坂の上の雲②伊予松山藩

坂の上の雲」の主人公とも云える明治の三人、秋山好古、真之兄弟と正岡子規は何れも伊予国(愛媛県)松山藩の出身である。

正岡子規がふるさとを詠んだ私も大好きな一句。

 

【春や昔十五万石の城下かな】

 

伊予松山藩は久松松平家といわれ、徳川家康の生母・於大の方(伝通院)が松平家を離縁の後再嫁した久松家が源流であり、現在の大河ドラマ「どうする家康」では俳優・リリー・フランキーさんがその再婚相手で当主の久松佐渡を演じている。

幕末、この伊予松山藩はわが長州藩と大きな因縁があった。

長州藩最大の危機第二次長州征伐・四境戦争は、瀬戸内海からの大島口、山陽道からの芸州口、山陰道からの石州口、関門海峡からの小倉口の四境から攻め寄せる幕府軍との戦いである。

幕府はこの内大島口の受け持ちを四国諸藩に下令したが最終的に応じたのは親藩伊予松山藩のみで、これに幕府歩兵隊を加えた幕軍が四境の先陣を切って周防大島に攻めかけ大島を一時的に占領した。

このとき松山藩兵と幕府歩兵隊は島で徹底した掠奪暴行を行ったとされ、長州藩は戦略的見地から当初この島を放棄する計画であったが、幕軍の非道が伝わると島奪還に作戦変更して、高杉晋作の海軍や第二奇兵隊などの活躍で幕軍を追い払った。
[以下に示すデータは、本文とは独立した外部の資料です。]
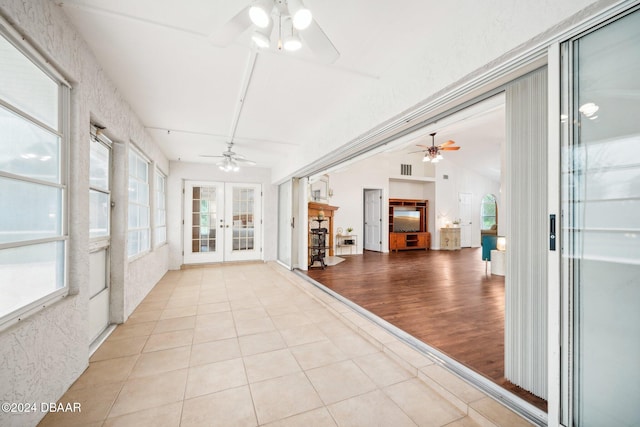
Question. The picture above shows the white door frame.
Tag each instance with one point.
(375, 246)
(230, 235)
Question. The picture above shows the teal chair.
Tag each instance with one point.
(489, 243)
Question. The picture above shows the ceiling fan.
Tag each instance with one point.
(229, 160)
(293, 23)
(432, 153)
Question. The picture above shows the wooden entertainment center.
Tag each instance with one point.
(408, 224)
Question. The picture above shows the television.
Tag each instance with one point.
(405, 221)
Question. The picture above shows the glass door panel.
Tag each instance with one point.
(204, 223)
(601, 227)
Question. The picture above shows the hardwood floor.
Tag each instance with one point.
(443, 298)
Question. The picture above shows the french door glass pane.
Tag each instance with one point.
(243, 226)
(601, 201)
(27, 149)
(205, 218)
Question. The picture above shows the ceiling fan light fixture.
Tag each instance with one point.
(302, 16)
(259, 13)
(292, 43)
(261, 40)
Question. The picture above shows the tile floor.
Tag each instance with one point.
(254, 344)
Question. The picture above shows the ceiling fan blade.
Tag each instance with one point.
(225, 35)
(319, 43)
(245, 161)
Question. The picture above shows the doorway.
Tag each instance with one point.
(222, 222)
(373, 219)
(99, 234)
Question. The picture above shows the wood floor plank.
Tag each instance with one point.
(443, 298)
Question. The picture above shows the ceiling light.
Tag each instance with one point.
(301, 15)
(292, 43)
(259, 13)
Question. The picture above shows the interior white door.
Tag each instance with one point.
(373, 219)
(203, 222)
(242, 222)
(464, 208)
(221, 222)
(100, 234)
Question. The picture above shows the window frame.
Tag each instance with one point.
(62, 132)
(158, 174)
(140, 156)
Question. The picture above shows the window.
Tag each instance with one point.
(160, 225)
(33, 136)
(488, 212)
(138, 231)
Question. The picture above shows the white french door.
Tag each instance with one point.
(222, 222)
(100, 235)
(373, 220)
(465, 209)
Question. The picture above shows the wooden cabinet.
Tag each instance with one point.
(408, 224)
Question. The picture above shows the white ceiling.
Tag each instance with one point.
(187, 91)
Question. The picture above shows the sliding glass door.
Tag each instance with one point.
(600, 162)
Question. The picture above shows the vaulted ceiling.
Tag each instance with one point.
(281, 108)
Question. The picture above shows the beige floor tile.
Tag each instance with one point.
(221, 319)
(283, 397)
(354, 345)
(302, 335)
(316, 418)
(270, 365)
(232, 407)
(382, 370)
(158, 362)
(213, 333)
(254, 326)
(150, 305)
(210, 308)
(214, 351)
(288, 321)
(371, 409)
(491, 410)
(167, 340)
(317, 354)
(261, 343)
(214, 377)
(339, 381)
(163, 416)
(172, 312)
(175, 324)
(150, 392)
(249, 313)
(119, 348)
(94, 406)
(423, 404)
(144, 316)
(106, 372)
(130, 330)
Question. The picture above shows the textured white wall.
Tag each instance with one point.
(185, 171)
(44, 354)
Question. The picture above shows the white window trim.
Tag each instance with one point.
(64, 113)
(157, 171)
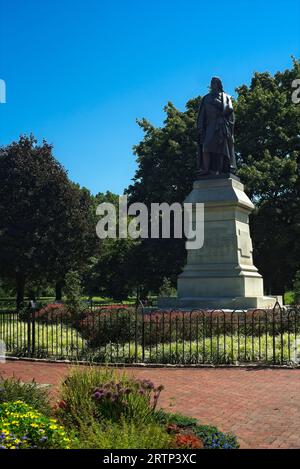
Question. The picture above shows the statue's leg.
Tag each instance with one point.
(205, 164)
(219, 163)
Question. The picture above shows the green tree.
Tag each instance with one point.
(44, 218)
(267, 146)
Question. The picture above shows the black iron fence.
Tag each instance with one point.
(138, 335)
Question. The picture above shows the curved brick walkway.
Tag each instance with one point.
(261, 406)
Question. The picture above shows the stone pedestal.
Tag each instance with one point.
(221, 274)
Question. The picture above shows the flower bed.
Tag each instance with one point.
(100, 408)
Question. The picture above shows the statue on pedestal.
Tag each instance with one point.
(215, 124)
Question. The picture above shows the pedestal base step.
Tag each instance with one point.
(237, 303)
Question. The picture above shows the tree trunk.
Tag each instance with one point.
(58, 290)
(20, 286)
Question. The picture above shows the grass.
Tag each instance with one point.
(12, 389)
(224, 350)
(64, 342)
(51, 340)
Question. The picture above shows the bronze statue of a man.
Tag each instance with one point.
(215, 124)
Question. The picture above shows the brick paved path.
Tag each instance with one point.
(261, 406)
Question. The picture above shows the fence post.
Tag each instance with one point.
(29, 331)
(143, 337)
(33, 332)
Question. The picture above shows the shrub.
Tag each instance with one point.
(123, 435)
(73, 291)
(188, 441)
(214, 439)
(110, 325)
(12, 389)
(21, 427)
(53, 312)
(211, 437)
(104, 394)
(134, 399)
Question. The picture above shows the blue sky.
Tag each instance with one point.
(78, 73)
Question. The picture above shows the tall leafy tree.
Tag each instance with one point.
(267, 145)
(44, 218)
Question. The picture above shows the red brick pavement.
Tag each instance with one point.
(261, 406)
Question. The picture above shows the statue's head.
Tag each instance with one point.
(216, 85)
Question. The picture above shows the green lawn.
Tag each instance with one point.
(61, 341)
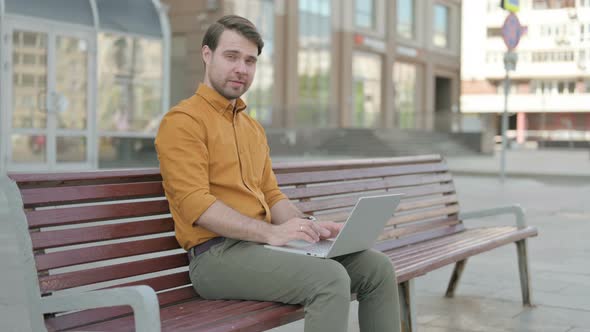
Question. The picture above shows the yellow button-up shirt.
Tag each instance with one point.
(210, 150)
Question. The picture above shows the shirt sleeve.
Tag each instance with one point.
(184, 165)
(270, 187)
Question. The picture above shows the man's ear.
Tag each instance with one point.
(206, 53)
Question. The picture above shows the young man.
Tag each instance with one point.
(226, 203)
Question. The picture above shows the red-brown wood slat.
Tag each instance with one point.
(41, 180)
(420, 268)
(36, 197)
(348, 201)
(368, 185)
(354, 174)
(84, 214)
(104, 252)
(462, 240)
(414, 229)
(66, 237)
(316, 165)
(423, 215)
(416, 238)
(66, 280)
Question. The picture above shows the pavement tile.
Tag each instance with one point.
(553, 315)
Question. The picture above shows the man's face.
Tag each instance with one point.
(230, 68)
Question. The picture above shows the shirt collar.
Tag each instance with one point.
(219, 102)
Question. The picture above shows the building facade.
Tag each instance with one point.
(336, 64)
(549, 100)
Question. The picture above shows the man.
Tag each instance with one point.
(226, 203)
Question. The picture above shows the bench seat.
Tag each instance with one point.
(410, 261)
(84, 234)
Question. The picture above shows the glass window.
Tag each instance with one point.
(441, 26)
(130, 84)
(404, 82)
(126, 152)
(366, 89)
(364, 15)
(314, 62)
(135, 16)
(259, 97)
(70, 11)
(405, 19)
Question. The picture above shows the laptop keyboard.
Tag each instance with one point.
(319, 248)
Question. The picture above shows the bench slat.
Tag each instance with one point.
(347, 188)
(405, 231)
(104, 252)
(407, 218)
(354, 174)
(79, 215)
(53, 239)
(461, 240)
(313, 165)
(419, 237)
(61, 281)
(349, 201)
(445, 258)
(41, 180)
(94, 193)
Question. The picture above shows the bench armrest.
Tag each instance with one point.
(516, 210)
(142, 299)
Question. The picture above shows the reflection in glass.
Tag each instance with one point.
(71, 149)
(30, 80)
(367, 89)
(29, 148)
(404, 82)
(259, 96)
(441, 26)
(130, 83)
(405, 19)
(314, 62)
(117, 152)
(365, 14)
(71, 83)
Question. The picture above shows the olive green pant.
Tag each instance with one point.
(244, 270)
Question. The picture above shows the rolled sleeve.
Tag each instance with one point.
(184, 165)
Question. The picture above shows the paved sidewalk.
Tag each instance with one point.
(566, 164)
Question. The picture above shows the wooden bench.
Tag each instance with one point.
(100, 253)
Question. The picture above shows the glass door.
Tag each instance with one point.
(49, 107)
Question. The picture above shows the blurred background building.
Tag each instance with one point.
(550, 92)
(86, 82)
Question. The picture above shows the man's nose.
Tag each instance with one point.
(241, 67)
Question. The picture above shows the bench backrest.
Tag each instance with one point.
(112, 228)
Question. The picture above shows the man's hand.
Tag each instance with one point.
(331, 226)
(300, 229)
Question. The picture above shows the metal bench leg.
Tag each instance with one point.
(523, 267)
(407, 306)
(459, 266)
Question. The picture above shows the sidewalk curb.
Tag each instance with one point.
(524, 175)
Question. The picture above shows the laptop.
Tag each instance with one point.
(363, 226)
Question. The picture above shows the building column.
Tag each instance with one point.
(520, 127)
(341, 69)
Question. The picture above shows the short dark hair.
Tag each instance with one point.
(235, 23)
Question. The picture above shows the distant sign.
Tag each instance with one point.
(512, 6)
(512, 31)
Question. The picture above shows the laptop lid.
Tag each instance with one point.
(365, 223)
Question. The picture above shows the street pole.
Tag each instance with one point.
(510, 59)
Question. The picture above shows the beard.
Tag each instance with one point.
(224, 88)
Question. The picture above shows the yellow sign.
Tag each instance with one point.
(512, 6)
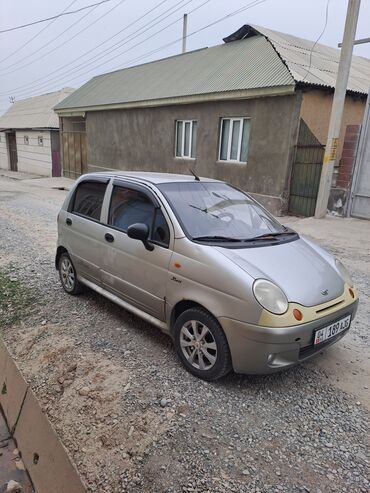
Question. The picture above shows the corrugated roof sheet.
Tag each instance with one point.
(319, 67)
(243, 65)
(36, 112)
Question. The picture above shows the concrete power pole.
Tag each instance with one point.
(184, 33)
(337, 108)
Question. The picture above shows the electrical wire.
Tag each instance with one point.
(59, 35)
(108, 49)
(317, 40)
(231, 14)
(54, 17)
(36, 35)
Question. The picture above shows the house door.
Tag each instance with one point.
(360, 193)
(12, 147)
(56, 168)
(306, 171)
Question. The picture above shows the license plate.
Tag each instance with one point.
(332, 330)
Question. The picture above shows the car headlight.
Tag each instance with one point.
(346, 276)
(270, 296)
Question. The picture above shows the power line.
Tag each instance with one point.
(318, 39)
(135, 34)
(231, 14)
(55, 16)
(58, 36)
(36, 35)
(242, 9)
(92, 49)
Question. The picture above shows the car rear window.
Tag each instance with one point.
(88, 199)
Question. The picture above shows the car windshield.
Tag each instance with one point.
(216, 210)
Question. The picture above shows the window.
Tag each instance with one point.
(186, 138)
(88, 199)
(234, 139)
(129, 206)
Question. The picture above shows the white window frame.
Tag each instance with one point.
(241, 121)
(183, 122)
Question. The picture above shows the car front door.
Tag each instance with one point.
(136, 274)
(83, 231)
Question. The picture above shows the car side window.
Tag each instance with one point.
(129, 206)
(88, 199)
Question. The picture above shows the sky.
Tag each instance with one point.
(70, 50)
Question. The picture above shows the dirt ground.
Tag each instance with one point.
(134, 421)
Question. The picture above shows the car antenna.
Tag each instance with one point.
(193, 173)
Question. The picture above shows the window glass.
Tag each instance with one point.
(186, 138)
(224, 138)
(179, 139)
(217, 209)
(235, 140)
(237, 149)
(129, 207)
(194, 139)
(245, 141)
(89, 198)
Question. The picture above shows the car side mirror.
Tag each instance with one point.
(140, 231)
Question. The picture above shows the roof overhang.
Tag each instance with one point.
(197, 98)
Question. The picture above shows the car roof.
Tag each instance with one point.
(149, 176)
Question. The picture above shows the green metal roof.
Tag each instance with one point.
(242, 68)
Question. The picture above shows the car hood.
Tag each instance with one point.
(302, 269)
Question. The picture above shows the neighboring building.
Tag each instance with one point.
(253, 111)
(29, 135)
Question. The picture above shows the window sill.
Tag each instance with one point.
(239, 163)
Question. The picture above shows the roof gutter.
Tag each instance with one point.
(198, 98)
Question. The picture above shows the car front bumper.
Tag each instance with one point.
(261, 350)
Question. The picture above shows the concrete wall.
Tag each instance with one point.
(32, 157)
(144, 139)
(4, 156)
(316, 108)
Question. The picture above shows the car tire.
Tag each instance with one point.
(68, 275)
(201, 344)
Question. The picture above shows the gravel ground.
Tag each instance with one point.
(134, 420)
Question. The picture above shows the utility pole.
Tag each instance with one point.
(337, 108)
(184, 32)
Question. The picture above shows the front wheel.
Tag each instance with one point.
(68, 276)
(201, 344)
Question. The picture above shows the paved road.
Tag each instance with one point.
(134, 421)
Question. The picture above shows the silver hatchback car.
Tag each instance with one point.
(208, 265)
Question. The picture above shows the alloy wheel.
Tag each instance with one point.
(198, 345)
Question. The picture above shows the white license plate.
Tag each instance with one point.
(332, 330)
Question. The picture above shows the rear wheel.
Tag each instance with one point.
(201, 344)
(68, 276)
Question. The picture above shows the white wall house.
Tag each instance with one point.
(29, 135)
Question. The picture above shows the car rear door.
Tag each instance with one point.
(83, 231)
(129, 270)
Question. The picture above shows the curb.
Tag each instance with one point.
(43, 454)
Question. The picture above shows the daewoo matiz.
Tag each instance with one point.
(208, 265)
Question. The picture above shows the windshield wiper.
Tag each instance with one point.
(271, 236)
(215, 238)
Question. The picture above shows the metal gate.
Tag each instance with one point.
(360, 194)
(73, 146)
(306, 172)
(13, 154)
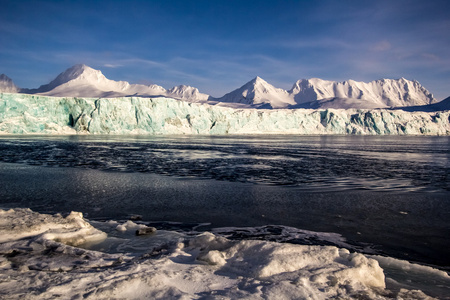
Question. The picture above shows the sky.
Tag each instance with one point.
(217, 46)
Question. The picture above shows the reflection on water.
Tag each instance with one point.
(391, 192)
(331, 162)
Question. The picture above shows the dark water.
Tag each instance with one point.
(388, 195)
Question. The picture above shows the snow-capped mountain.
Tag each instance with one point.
(317, 93)
(380, 93)
(258, 92)
(7, 85)
(83, 81)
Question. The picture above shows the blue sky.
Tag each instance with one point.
(218, 46)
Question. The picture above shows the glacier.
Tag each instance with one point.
(36, 114)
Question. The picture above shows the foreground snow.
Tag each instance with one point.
(21, 113)
(37, 262)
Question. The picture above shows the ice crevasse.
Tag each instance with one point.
(32, 114)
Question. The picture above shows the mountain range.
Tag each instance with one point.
(83, 81)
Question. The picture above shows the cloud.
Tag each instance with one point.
(381, 46)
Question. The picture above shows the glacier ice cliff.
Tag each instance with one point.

この時の松山藩などの非道は全国に伝わりこの後長州藩が各方面で力戦奮闘勝利する原動力にもなった。

この事があり明治新政府松山藩を見る目は極めて厳しかったとされるが、このいわば大逆風のなかで、秋山好古、真之兄弟と正岡子規の三人は成人しそれぞれの道を歩んで大成したわけであり、同時代の藩閥に守られた人々より余程価値のある人生と云えるのかもしれない。

 

🔘今朝は雨あがりの暖かい朝で、いつもの体操をしようとベランダから旗振り山方向を見ると朝靄(もや)が立ち上がり幻想的な景色を見ることが出来た。春は間近い。